Let’s start with the very basics. You want to make your paper to be pleasant and easy to read in terms of the font size. My usual advice is to use a font like Times with a size of 11pt, to change the spacing to 1.5 or double space, and to use margins of 3cm in the top and in the bottom, and 2.5cm on the left and right.

Footnotes are usually placed after the end of a sentence, after the full stop. And acronyms should be defined before being used. You can do this by writing out the acronym and putting it in parentheses right after that. From then on you can use it. Particular sections or figures you refer to should start with capital letters. So, you would say “in the previous section”, but “in Section 3”.

Equations should only be numbered when you refer to them. Also, when you have an equation that is a “displayed formula” (so takes a whole line) and the sentence ends with that equation, then the equation should end with a full stop in it. When the text continues after the equation, then there should sometimes be a comma, for instance because the equation uses something that is defined afterwards using the expression “where”.

Overall, I think the best advice I can given is to be very careful so that the writing is of high quality. First of all, the English should be correct. There should not be any typos, and you should make extensive use of the spell checker. Then, the references should be in good order.

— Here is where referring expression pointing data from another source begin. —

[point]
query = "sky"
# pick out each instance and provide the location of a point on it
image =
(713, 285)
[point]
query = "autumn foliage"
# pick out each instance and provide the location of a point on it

The following mostly applies to Ph.D. students in economics and related disciplines. When you’re writing papers, you should definitely use LyX or LaTeX together with BibTeX. Also references to figures, tables, equations, sections, and so on should be programmed so that when you change the structure of the document or insert a section or another figure, all the references are updated. This will save you a lot of time in the future, when you go through the 10th or so revision of a paper.

Generally, learn from others. In an earlier post I’ve already suggested that you should read papers in top 5 journals. Not all of them are well-written. But the chance that you get a well-written paper is higher than in other journals. Look at how introductions are structured, how the research is motivated. And spend a lot of time working out the arguments.

Andrew Chesher told me once, when I was visiting UCL as a Ph.D. student, that one may want to think about the following structure: this is what I’m doing > this is why I’m doing it and why it’s interesting > this is how I’m doing it > this is what I find. I think this is a great way to think about presenting research. He also said that academic papers should not have any superfluous written text and that for every word one should ask oneself whether it’s really necessary. Thereby, one can make text shorter and ultimately more clear.

Always make sure you use easy to understand and short sentences, mostly active tense, and that each paragraph roughly corresponds to one line of thought. But don’t be too mechanical.

Respect the reader by explaining well. Think of your reader as not being an expert on the topic you’re writing on, but as being smart and having a general education in economics. That way, you will not make the mistake of not explaining things that may be clear to you, but not to most readers.

And before I forget: many students write that “coefficients are significant”, but it should actually say that they are “significantly different from zero”.

If you want to learn more, have a look at my earlier post on the challenge of writing, where I also provide a reference to Silvia’s book. And if you’re interested in working some more on your writing, you may also want to consider having a look at a classic, the “Elements of Style“.